Questions tagged [conic-sections]

For questions about circles, ellipses, hyperbolas, and parabolas. These curves are the result of intersecting a cone with a plane.

A conic section is a smooth planar curve that is the result of intersecting a cone with a plane. There are commonly four conic sections: circles, ellipses, parabolas, and hyperbolas.

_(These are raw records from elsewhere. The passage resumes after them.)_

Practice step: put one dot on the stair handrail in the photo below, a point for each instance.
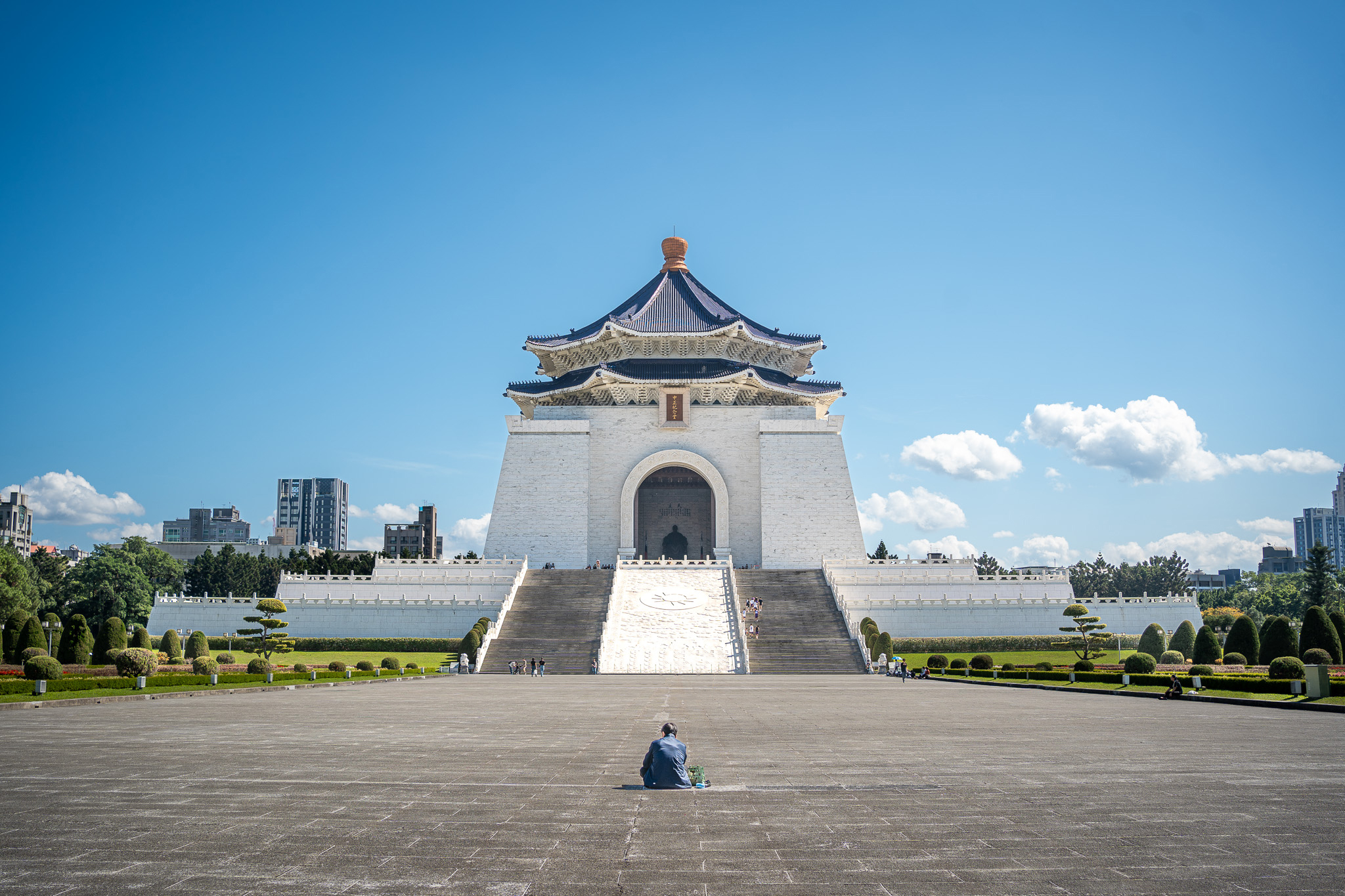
(740, 640)
(499, 621)
(852, 626)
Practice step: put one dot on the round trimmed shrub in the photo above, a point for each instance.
(1139, 664)
(43, 667)
(136, 661)
(1286, 668)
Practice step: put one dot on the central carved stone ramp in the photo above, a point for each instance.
(557, 616)
(802, 630)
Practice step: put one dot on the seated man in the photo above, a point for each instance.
(665, 763)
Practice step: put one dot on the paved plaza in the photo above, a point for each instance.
(822, 785)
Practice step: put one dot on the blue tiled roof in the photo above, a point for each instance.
(674, 303)
(690, 368)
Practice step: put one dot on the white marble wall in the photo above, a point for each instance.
(670, 621)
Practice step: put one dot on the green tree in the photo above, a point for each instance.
(986, 565)
(112, 636)
(76, 641)
(1153, 641)
(1319, 631)
(1184, 640)
(1207, 647)
(1087, 630)
(1245, 640)
(267, 637)
(1278, 641)
(1320, 584)
(18, 590)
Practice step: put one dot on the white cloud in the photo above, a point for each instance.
(966, 456)
(1207, 551)
(151, 531)
(1044, 548)
(1152, 440)
(947, 545)
(387, 513)
(921, 508)
(70, 500)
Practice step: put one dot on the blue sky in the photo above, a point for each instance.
(254, 241)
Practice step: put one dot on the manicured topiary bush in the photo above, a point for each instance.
(1153, 641)
(45, 668)
(1139, 664)
(136, 661)
(1319, 633)
(1286, 668)
(1279, 640)
(1207, 647)
(1184, 639)
(197, 647)
(1243, 640)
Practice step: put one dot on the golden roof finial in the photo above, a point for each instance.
(674, 254)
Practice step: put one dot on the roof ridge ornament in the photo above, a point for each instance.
(674, 254)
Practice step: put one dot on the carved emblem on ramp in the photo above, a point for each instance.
(674, 598)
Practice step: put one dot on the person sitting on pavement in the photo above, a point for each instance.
(665, 763)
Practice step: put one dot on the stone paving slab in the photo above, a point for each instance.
(829, 785)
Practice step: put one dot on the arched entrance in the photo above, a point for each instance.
(674, 488)
(674, 515)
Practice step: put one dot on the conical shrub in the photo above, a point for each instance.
(1243, 639)
(1153, 641)
(1279, 641)
(1184, 639)
(112, 636)
(1207, 647)
(1319, 631)
(197, 645)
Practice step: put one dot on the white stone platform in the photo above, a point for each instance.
(673, 617)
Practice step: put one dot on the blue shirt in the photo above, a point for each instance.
(665, 765)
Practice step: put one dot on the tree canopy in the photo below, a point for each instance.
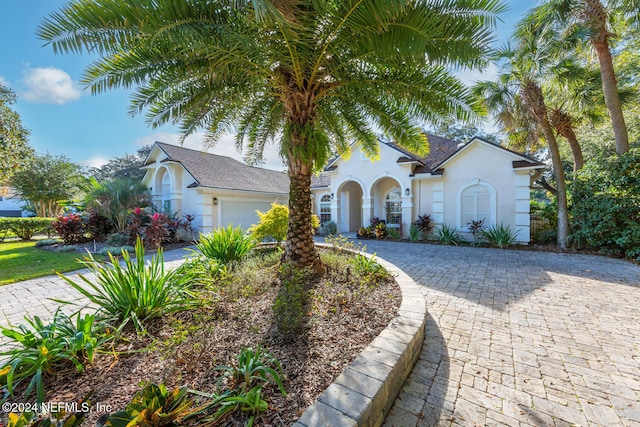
(127, 166)
(48, 182)
(15, 151)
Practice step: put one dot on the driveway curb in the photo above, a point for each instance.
(365, 391)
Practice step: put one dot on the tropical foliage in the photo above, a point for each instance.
(39, 347)
(134, 291)
(318, 75)
(606, 209)
(225, 245)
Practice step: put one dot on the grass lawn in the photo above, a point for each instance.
(22, 260)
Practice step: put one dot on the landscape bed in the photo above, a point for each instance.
(344, 313)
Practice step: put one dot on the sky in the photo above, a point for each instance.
(64, 118)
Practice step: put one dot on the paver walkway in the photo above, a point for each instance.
(513, 338)
(521, 338)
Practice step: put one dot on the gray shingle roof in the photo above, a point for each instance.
(214, 171)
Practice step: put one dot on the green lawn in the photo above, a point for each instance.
(22, 260)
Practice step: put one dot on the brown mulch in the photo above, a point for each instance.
(184, 349)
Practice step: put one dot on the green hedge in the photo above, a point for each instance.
(24, 228)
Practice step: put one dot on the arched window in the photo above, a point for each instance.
(476, 204)
(325, 209)
(393, 208)
(166, 193)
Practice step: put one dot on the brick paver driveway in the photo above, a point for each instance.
(521, 338)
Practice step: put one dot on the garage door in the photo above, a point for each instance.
(242, 213)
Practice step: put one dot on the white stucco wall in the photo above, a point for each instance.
(483, 164)
(436, 195)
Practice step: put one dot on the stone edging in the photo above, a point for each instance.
(365, 391)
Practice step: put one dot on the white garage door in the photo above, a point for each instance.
(242, 213)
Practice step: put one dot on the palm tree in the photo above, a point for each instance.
(593, 18)
(314, 74)
(520, 107)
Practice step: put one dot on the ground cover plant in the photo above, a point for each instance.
(22, 260)
(232, 350)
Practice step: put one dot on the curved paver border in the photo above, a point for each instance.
(365, 391)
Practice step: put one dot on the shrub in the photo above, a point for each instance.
(394, 233)
(154, 405)
(329, 229)
(98, 226)
(116, 250)
(415, 233)
(71, 228)
(423, 223)
(370, 271)
(500, 236)
(57, 419)
(135, 292)
(38, 347)
(118, 239)
(272, 224)
(606, 204)
(289, 307)
(225, 245)
(25, 228)
(48, 242)
(448, 235)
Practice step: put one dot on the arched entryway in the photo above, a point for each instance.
(350, 207)
(386, 195)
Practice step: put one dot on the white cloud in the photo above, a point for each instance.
(50, 86)
(225, 147)
(95, 162)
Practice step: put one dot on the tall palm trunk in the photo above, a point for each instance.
(299, 247)
(597, 16)
(534, 99)
(563, 124)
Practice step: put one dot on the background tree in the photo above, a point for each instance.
(48, 183)
(15, 151)
(127, 166)
(317, 75)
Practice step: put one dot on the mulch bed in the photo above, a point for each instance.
(185, 348)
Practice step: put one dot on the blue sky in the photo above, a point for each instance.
(90, 129)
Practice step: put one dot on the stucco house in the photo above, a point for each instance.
(218, 190)
(454, 184)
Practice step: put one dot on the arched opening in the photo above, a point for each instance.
(350, 207)
(166, 194)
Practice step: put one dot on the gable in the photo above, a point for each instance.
(214, 171)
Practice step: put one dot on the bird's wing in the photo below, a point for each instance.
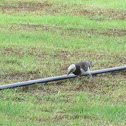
(84, 65)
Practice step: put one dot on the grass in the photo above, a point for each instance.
(41, 39)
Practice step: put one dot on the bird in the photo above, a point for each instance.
(80, 68)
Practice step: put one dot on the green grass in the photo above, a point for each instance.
(42, 41)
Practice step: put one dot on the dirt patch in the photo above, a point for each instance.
(29, 7)
(117, 32)
(111, 13)
(114, 32)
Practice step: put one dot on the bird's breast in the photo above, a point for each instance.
(84, 72)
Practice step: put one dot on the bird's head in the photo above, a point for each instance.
(71, 68)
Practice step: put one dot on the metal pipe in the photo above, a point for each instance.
(50, 79)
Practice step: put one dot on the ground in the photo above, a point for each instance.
(40, 39)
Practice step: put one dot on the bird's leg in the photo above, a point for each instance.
(90, 78)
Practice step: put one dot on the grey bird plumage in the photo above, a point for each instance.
(80, 68)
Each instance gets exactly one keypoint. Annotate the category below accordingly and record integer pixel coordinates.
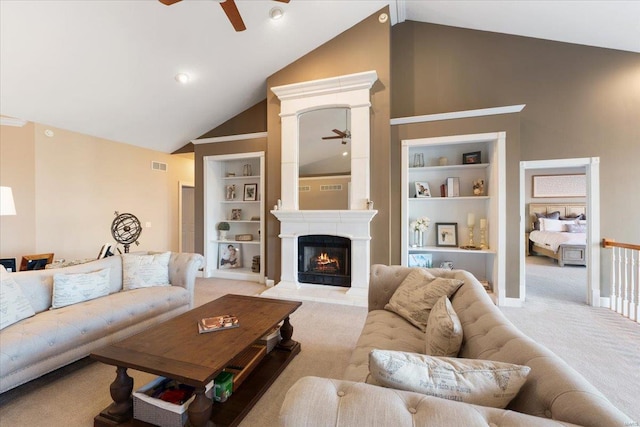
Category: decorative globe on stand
(126, 229)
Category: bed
(558, 231)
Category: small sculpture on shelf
(478, 187)
(223, 227)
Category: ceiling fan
(344, 136)
(230, 8)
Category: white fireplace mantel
(349, 91)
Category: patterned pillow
(143, 271)
(71, 289)
(480, 382)
(14, 306)
(417, 294)
(444, 330)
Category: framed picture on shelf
(229, 256)
(447, 234)
(472, 158)
(421, 260)
(422, 189)
(230, 193)
(250, 192)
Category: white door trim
(592, 170)
(181, 185)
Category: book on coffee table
(217, 323)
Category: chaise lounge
(553, 394)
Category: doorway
(590, 167)
(186, 220)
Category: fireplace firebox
(324, 260)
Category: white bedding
(553, 239)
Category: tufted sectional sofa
(553, 395)
(54, 338)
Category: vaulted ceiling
(107, 68)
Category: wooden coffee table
(176, 350)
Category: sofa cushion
(54, 332)
(444, 330)
(418, 293)
(14, 306)
(71, 289)
(143, 271)
(480, 382)
(382, 330)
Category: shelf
(449, 167)
(440, 199)
(449, 250)
(239, 201)
(248, 242)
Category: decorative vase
(418, 238)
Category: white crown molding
(349, 82)
(230, 138)
(12, 121)
(509, 109)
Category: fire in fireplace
(324, 260)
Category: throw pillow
(14, 306)
(444, 330)
(480, 382)
(417, 294)
(71, 289)
(143, 271)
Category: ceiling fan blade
(230, 8)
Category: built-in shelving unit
(431, 161)
(233, 190)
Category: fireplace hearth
(324, 260)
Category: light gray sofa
(54, 338)
(554, 394)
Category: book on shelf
(217, 323)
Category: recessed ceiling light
(182, 78)
(276, 13)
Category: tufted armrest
(319, 402)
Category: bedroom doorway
(590, 167)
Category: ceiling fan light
(182, 78)
(276, 13)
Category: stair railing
(625, 278)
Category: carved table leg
(286, 331)
(200, 409)
(122, 407)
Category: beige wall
(75, 183)
(581, 102)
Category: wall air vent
(159, 166)
(331, 187)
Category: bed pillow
(14, 306)
(444, 330)
(480, 382)
(144, 271)
(555, 224)
(417, 294)
(71, 289)
(576, 228)
(552, 215)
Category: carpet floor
(598, 343)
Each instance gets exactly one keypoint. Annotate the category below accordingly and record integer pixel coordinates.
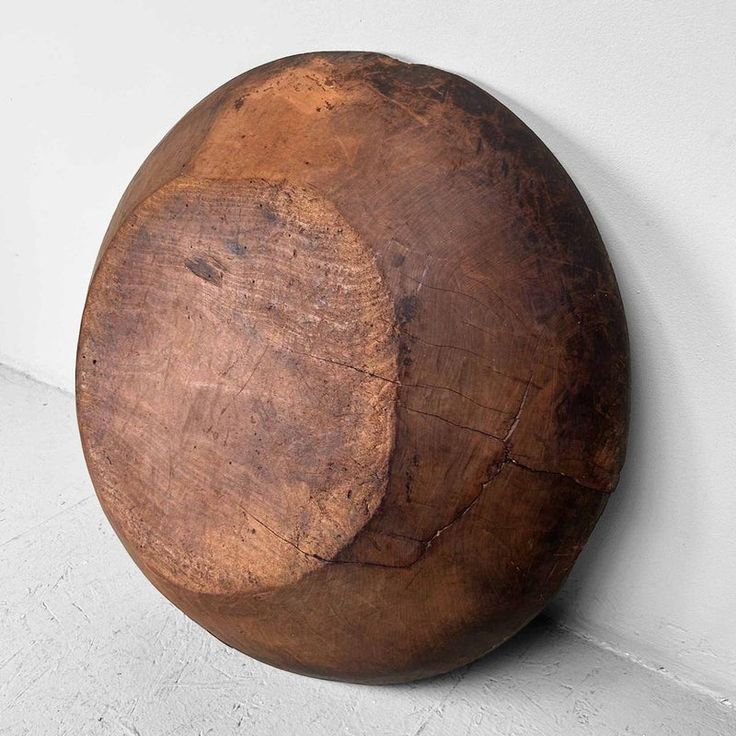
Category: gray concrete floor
(87, 646)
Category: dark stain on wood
(377, 460)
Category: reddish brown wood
(353, 370)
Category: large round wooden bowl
(353, 377)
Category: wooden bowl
(352, 378)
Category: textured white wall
(638, 101)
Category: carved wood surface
(352, 377)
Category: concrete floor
(87, 646)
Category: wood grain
(352, 377)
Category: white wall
(637, 99)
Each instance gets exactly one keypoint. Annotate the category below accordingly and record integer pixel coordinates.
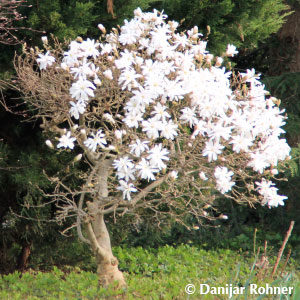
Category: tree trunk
(24, 256)
(107, 263)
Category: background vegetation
(253, 26)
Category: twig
(287, 236)
(286, 261)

We can construct these conic sections analytically. The solutions to the equation $x^2+y^2=z^2$ give us a cone in three-dimensional space. An plane in three-dimensional space that goes through a point $p=(x_0,y_0,z_0)$ and has normal vector $\langle a,b,c \rangle$ is given by the equation

$$a(x-x_0)+b(y-y_0)+c(z-z_0)=0\,.$$

Finding the common solutions to the equation of the cone and equation of the plane for various choices of $p$ and normal vector will—after a change in coordinates to write them as planar curves—lead you to the (potentially) familiar equations

  • Circle: $x^2+y^2 = r^2$
  • Ellipse: $ax^2 + b y^2 = r^2$, where $a,b>0$
  • Parabola: $ax^2 +by = r^2$, where $a\neq 0$
  • Hyperbola: $ax^2 - by^2 = r^2$, where $a,b>0$

There are also geometric constructions of the conic sections. For example, a circle is the set of all points that are a fixed distance from a given points. An ellipse is the set of all points .... The construction of Dandelin spheres (see Wikipedia) unifies the analytic and geometric constructions of conic sections.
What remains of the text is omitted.